У Муравьева встретился я, между прочим, с лейтенантом Раскольниковым, тогдашним народным комиссаром по морской части, молодым человеком лет 25, довольно сумасбродным, но необыкновенно нахальным и чрезвычайно элегантным. Этот зеленый юноша долгое время управлял у большевиков морским ведомством, но ни в чем не проявил своей деятельности, так как в то время у России уже не было военного флота. Впрочем, Раскольников расстрелял несколько десятков матросов. Он отправлял на тот свет всякого, кто ему не нравился. Со времени утверждения владычества большевиков такой образ действий стал обычным в Советской России. Каждый занятый красноармейцами город отдавался на два-три дня на расправу "победителям". Красноармейцы являлись господами города, грабили все, что хотели, расстреливали всех, кто по их усмотрению представлялся достойным расстрела, мучили и насиловали женщин и заставляли их голыми бегать по улицам.
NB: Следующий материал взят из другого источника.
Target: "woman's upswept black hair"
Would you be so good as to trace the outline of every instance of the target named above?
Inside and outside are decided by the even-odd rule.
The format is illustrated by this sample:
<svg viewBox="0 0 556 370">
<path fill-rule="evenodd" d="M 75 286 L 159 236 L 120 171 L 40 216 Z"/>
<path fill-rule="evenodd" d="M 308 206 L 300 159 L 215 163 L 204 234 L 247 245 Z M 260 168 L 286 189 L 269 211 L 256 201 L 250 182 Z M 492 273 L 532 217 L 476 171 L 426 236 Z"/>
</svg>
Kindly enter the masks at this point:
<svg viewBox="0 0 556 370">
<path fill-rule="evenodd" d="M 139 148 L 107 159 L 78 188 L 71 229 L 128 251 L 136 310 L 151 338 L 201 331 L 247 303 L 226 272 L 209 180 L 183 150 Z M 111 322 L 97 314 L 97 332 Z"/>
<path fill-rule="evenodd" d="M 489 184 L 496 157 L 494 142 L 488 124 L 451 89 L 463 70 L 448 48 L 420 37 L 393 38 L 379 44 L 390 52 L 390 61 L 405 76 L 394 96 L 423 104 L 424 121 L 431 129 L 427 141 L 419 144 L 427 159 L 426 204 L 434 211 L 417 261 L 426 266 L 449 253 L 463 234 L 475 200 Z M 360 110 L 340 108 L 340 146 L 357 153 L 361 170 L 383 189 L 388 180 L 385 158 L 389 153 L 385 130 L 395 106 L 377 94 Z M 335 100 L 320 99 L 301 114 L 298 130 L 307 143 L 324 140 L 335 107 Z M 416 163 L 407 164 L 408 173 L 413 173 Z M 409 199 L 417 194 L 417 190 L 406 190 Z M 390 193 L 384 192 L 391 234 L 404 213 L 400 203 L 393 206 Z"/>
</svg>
В паническом ужасе терроризованные жители пытались укрываться в прилегающих лесах, оставляя свои дома на разграбление красноармейцев.

II

Неоднократно приходилось мне видеть собственными глазами расстрелы. Расстреливали поодиночке или по нескольку человек зараз – для большевиков число жертв не имело значения. Дело шло о "подозрительных" личностях, а подозрительным является всякий "свободный" гражданин "самого свободного государства в мире", поскольку такой гражданин дозволил себе не одобрить распоряжений правительства... Большевические палачи могли бы, конечно, одновременно и сразу расстрелять всех осужденных. Но это делается совершенно иначе. Расстреливать их последовательно, одного за другим, с более или менее длительными промежутками, это, разумеется, гораздо интереснее и "забавнее"...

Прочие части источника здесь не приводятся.